No one can actually understand what is really happening as we attempt to catch glimpses of it as it appears, or appears to appear. We try. There are predictions and interpretations; there are visionaries who promise to lead the way, mediums who swear they are channeling voices from higher spirits that would map the course for us; every day there are more “awakened” beings offering their methods and paths of change on the internet, gathering their followers in meditation, in inquiry, in silence, in prayer, in hope. But even as they speak and we listen or we speak and they listen, what they are predicting or explaining already is and has gone. And yet, even as I write this and know it to be true, as I live this movie I call my life, I too believe the story of the change and think I can see it coming.

And then again, even “the world as we know it” has been proven inexistent. What appears to be, what seems to be changing, what even under close scrutiny looks terribly solid is not: it is, science tells us, quantum soup, nothing more than an ephemeral wave gelled into a particle by the mind’s attention. The mind? Of what mind are we speaking? Certainly not this simple one that I use so clumsily, or rather that so clumsily uses me most of the time.

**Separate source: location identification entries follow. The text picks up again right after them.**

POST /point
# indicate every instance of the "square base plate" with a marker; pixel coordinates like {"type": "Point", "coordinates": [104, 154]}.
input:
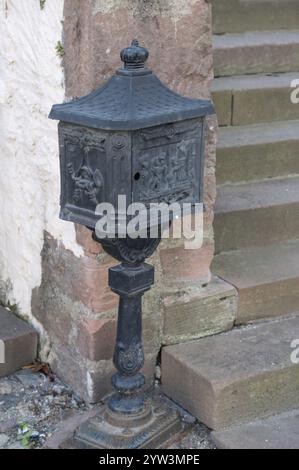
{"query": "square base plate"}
{"type": "Point", "coordinates": [98, 433]}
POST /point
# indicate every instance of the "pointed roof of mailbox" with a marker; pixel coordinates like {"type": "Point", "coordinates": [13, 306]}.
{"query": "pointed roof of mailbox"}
{"type": "Point", "coordinates": [134, 98]}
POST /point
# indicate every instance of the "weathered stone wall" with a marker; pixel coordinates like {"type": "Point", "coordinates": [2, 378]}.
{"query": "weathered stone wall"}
{"type": "Point", "coordinates": [74, 303]}
{"type": "Point", "coordinates": [31, 78]}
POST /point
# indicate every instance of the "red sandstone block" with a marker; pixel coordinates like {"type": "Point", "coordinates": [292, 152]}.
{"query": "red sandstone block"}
{"type": "Point", "coordinates": [179, 264]}
{"type": "Point", "coordinates": [84, 238]}
{"type": "Point", "coordinates": [97, 338]}
{"type": "Point", "coordinates": [93, 289]}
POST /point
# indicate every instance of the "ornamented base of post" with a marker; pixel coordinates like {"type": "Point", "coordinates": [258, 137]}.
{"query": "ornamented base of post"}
{"type": "Point", "coordinates": [149, 430]}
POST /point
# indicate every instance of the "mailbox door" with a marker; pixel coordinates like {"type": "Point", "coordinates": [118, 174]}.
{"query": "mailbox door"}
{"type": "Point", "coordinates": [168, 163]}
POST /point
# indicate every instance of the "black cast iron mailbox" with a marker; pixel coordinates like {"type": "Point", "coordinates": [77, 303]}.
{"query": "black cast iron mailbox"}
{"type": "Point", "coordinates": [136, 138]}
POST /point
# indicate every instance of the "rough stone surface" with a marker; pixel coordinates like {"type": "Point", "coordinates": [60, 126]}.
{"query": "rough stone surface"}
{"type": "Point", "coordinates": [256, 52]}
{"type": "Point", "coordinates": [235, 377]}
{"type": "Point", "coordinates": [266, 278]}
{"type": "Point", "coordinates": [277, 433]}
{"type": "Point", "coordinates": [194, 313]}
{"type": "Point", "coordinates": [251, 153]}
{"type": "Point", "coordinates": [256, 214]}
{"type": "Point", "coordinates": [31, 80]}
{"type": "Point", "coordinates": [254, 99]}
{"type": "Point", "coordinates": [236, 16]}
{"type": "Point", "coordinates": [20, 342]}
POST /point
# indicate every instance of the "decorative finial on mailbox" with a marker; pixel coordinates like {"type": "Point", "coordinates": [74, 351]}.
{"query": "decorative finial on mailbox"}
{"type": "Point", "coordinates": [135, 56]}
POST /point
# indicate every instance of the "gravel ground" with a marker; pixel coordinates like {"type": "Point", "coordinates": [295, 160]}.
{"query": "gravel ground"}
{"type": "Point", "coordinates": [32, 407]}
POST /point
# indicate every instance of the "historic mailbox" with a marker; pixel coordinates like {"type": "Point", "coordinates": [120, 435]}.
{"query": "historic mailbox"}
{"type": "Point", "coordinates": [132, 137]}
{"type": "Point", "coordinates": [136, 138]}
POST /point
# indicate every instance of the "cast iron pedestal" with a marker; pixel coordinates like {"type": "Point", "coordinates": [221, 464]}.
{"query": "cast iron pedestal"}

It would have to be The Mind in which this soup floats and is gently or violently molded into apparent being, this soup which includes me, my body, my being and the mind I consciously perceive.

So, I tell myself, there is no reason to be worried or frightened because the world as I think I know it, that world that apparently existed when I began writing this short piece, has already changed so absolutely and totally that if I were able to perceive it in this moment I might not recognize the smallest cell or atom of it. In other words, the world as I know it has never really existed so what in heaven’s name could be terrifying about it changing?

But then, that is what life is about, no? Telling ourselves the story, the story of the world as it changes, the story of the wind that blew for over two hours this afternoon and ended up finally taking the humidity away and refreshing the evening so we all may sleep a little better… or not.